If you live in one of the 43 states that participate in the Nurse Licensure Compact, you can apply for a multistate license. This lets you practice in any other compact state without obtaining a separate license, which is especially useful if you live near a state border or want flexibility to pick up travel nursing assignments. If you move to a new compact state, you have 60 days to apply for licensure in that state.
Salary and Job Growth
Registered nurses earned a median annual salary of $93,600 as of May 2024, according to the Bureau of Labor Statistics. Employment is projected to grow 5 percent from 2024 to 2034, which translates to steady demand driven by an aging population and ongoing healthcare needs. Pay varies significantly by setting and location. Nurses in hospitals and specialty clinics tend to earn more than those in outpatient or long-term care facilities, and metropolitan areas generally pay higher than rural ones.
Specializing After You’re Licensed
Once you have your RN license and some experience, you can pursue specialty certifications that boost your expertise and earning potential. Most certifications require one to three years of clinical experience in the specialty area.
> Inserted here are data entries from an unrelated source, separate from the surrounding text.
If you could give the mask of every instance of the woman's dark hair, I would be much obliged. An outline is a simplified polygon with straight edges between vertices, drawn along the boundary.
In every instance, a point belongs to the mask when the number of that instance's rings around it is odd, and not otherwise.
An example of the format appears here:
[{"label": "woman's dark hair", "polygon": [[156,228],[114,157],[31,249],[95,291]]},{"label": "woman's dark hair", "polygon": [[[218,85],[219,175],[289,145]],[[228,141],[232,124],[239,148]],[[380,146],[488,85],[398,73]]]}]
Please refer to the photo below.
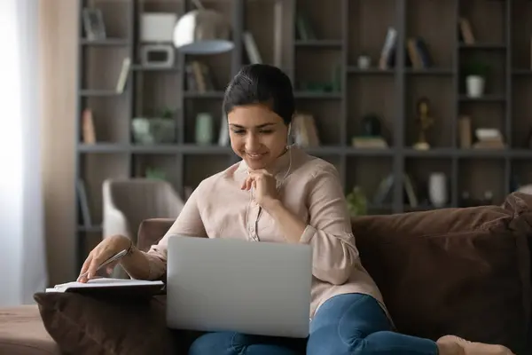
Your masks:
[{"label": "woman's dark hair", "polygon": [[295,110],[290,78],[267,64],[243,67],[225,90],[223,112],[227,114],[236,106],[252,104],[268,105],[288,125]]}]

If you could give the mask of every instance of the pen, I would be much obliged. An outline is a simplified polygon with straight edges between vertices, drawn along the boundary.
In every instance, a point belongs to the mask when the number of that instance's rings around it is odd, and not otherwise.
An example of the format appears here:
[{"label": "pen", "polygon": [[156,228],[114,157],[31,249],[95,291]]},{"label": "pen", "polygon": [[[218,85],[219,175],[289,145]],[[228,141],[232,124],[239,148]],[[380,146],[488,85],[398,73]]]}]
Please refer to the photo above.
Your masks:
[{"label": "pen", "polygon": [[[117,254],[113,255],[113,256],[109,257],[107,260],[106,260],[105,262],[103,262],[102,264],[98,267],[98,269],[96,269],[96,272],[98,272],[99,270],[101,270],[102,267],[104,267],[104,266],[106,266],[106,265],[113,263],[113,261],[116,261],[116,260],[120,259],[124,255],[126,255],[127,252],[128,252],[128,250],[123,249],[120,253],[117,253]],[[83,276],[86,276],[88,273],[89,273],[88,271],[85,272],[83,272],[82,274],[81,274],[80,276],[78,276],[78,280],[80,280]]]}]

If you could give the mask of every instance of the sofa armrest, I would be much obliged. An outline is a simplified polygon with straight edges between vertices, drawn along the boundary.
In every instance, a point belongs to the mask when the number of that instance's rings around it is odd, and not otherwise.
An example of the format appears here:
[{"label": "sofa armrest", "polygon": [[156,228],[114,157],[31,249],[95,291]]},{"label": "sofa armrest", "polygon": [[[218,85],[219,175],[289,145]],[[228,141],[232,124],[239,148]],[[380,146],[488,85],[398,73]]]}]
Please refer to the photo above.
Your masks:
[{"label": "sofa armrest", "polygon": [[148,251],[170,229],[174,221],[174,218],[149,218],[142,221],[138,227],[137,248]]}]

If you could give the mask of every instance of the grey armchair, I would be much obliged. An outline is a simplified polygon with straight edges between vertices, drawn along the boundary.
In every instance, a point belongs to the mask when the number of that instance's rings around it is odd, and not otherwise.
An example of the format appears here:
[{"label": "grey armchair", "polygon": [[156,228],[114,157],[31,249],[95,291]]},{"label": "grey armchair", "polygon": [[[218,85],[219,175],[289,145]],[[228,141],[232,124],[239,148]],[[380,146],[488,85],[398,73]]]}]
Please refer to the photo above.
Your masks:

Some of the most common paths include:
- Critical care (CCRN): requires 1,750 to 2,000 hours of direct critical care experience
- Emergency nursing (CEN): recommended two years of emergency clinical practice
- Pediatric nursing (CPN): requires 1,800 to 3,000 hours of pediatric experience
- Oncology nursing (OCN): requires 2,000 hours of oncology practice plus continuing education
- Psychiatric-mental health (PMH-RN): requires two years and 2,000 hours in psychiatric nursing
- Operating room nursing (CNOR): requires two years and 2,400 hours of perioperative experience
Certification is voluntary, not required to practice. But it signals a higher level of competence to employers and often comes with higher pay. Many nurses work in a general medical-surgical role for their first year or two, then transition into a specialty that interests them. That first year of broad experience builds the foundation that makes specialization possible.